また、ケガが回復して、復職した場合、家族旅行のために、年次有給休暇を取得しようとしても、年次有給休暇が残っておらず、家族旅行にいけなくなるリスクがあります。
そして、休業期間が長くなるということは、ケガの症状が重いといえ、後遺障害が残る可能性があります。
後遺障害が残る場合、労災保険の障害補償給付を受給できれば、後遺障害に対する補償を受けることができ、今後の生活が安定します。
そのため、休業期間が長くなる場合には、必ず、労災申請をしてください。
他方、労災事故にまきこまれたものの、幸い、ケガの程度は軽く、休業期間が数日の場合、年次有給休暇を取得して、100%の給料を取得することはありえます。
労災保険の休業補償給付の場合、労災申請の手続きに手間がかかること、労災の決定までに時間がかかることから、休業日数が少ない場合、簡単な手続きで、迅速に100%の給料を取得できる、年次有給休暇のほうがよいことがありえます。
もっとも、休業日数が多くなる場合には、迷わず、労災保険の休業補償給付を受給してください。
なお、労災保険の休業補償給付の3日間の待機期間について、業務災害であれば、会社は、労動者に対して、60%の休業補償を支払わなければなりませんが、この3日間に、年次有給休暇を取得して、100%の給料を受け取ることも可能です。
5 会社に対する損害賠償を検討する
労災保険の休業補償給付では、給料の80%は補償されますが、残りの20%は補償されません。
また、労災保険からは、労災事故にまきこまれた精神的苦痛に対する慰謝料は支給されません。
このように、労災保険からは支給されない慰謝料や、労災保険からの補償では足りない、休業損害について、会社に対して、損害賠償請求ができないかを検討します。

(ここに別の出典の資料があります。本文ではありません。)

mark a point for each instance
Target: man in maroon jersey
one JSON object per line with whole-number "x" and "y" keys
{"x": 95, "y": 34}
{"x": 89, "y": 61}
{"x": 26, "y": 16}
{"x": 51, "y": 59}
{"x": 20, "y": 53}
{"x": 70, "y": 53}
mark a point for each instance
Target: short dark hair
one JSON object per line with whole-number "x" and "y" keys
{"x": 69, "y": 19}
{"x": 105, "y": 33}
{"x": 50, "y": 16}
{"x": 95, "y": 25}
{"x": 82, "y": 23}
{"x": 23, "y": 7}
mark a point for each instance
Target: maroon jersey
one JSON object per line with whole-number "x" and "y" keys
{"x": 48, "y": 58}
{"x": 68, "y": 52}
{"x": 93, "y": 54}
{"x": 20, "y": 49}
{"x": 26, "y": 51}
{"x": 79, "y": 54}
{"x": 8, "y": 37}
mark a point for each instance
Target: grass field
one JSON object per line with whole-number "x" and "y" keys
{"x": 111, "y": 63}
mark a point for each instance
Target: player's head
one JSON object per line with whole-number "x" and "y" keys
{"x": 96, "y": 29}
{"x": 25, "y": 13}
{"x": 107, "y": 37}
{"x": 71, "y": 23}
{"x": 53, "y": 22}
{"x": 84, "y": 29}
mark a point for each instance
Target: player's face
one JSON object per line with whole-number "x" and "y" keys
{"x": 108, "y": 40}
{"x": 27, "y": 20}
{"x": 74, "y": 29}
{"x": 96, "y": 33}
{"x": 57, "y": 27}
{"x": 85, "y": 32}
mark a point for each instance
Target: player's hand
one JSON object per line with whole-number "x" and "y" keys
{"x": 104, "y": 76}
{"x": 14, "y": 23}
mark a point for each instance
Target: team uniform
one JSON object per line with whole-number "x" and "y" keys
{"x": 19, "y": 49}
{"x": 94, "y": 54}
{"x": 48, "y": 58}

すなわち、労災事故について、会社が安全対策を怠っていた場合、会社に対して、損害賠償請求ができる可能性があります。
労災事故で、会社に対して、損害賠償請求をするためには、会社に、安全配慮義務違反が認められなければなりません。
安全配慮義務とは、労働者の生命・健康を危険から保護するように、会社が配慮する義務をいいます。
そして、会社が、労働安全衛生法令やガイドラインに違反していた場合、安全配慮義務違反が認められます。
会社が、労働安全衛生法令やガイドラインに違反して、労災事故を防止するための安全対策を怠っていた場合、労働者は、会社に対して、労災保険からの補償では足りない損害について、損害賠償請求をすることができるのです。
会社に対する損害賠償請求が認められ、適切な損害賠償金が支払われることで、今後の生活の安全が確保されることにつながります。
労災事故の損害賠償請求では、会社に安全配慮義務違反が認められるかや、労働者側の落ち度によって、損害賠償請求の金額が減額される過失相殺が認められるか等について、検討する必要がありますので、弁護士に法律相談をすることをおすすめします。